Two vectors are equal if and only if they have the same magnitude and the same direction. In component form, $\tilde{u} = \tilde{v}$ if $x_1 = x_2$, $y_1 = y_2$, and $z_1 = z_2$.
Multiplying a vector $\tilde{v}$ by a scalar $k$:
* If $k > 0$, the direction remains the same, but the magnitude is scaled by $k$.
* If $k < 0$, the direction is reversed, and the magnitude is scaled by $|k|$.
* The vector $-\tilde{v}$ has the same magnitude as $\tilde{v}$ but the opposite direction.

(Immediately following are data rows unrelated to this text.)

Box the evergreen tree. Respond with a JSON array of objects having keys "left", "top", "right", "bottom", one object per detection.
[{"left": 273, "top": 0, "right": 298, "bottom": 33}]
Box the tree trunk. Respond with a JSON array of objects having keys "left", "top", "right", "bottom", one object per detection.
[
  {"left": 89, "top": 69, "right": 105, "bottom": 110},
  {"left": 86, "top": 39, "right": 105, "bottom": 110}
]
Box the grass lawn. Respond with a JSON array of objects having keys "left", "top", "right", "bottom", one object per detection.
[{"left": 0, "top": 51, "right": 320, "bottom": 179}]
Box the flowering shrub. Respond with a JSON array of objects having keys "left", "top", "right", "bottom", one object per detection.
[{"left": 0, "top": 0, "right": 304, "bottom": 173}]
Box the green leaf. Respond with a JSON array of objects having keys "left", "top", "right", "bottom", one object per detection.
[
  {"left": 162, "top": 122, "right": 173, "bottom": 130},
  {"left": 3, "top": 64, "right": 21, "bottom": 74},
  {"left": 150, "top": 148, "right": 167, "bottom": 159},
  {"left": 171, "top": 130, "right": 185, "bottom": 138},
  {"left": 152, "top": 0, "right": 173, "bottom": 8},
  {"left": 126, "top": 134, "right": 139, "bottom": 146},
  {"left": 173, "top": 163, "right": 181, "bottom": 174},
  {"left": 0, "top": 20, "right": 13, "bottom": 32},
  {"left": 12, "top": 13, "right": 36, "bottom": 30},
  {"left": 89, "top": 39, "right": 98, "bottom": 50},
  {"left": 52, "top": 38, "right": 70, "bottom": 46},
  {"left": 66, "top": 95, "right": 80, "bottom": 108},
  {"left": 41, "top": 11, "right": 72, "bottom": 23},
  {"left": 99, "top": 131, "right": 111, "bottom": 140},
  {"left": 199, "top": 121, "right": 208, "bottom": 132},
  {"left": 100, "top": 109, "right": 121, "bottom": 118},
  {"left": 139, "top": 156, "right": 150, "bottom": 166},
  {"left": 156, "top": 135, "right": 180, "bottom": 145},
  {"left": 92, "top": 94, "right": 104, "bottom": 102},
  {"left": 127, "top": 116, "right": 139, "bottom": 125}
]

Two non-zero vectors $\tilde{u}$ and $\tilde{v}$ are parallel if one is a scalar multiple of the other:
$$\tilde{u} = k\tilde{v} \text{ for some } k \in \mathbb{R} \setminus {0}$$
EXAM TIP: To prove three points $A, B,$ and $C$ are collinear (lie on the same straight line), show that the vectors $\vec{AB}$ and $\vec{BC}$ are parallel (i.e., $\vec{AB} = k\vec{BC}$) and share a common point $B$.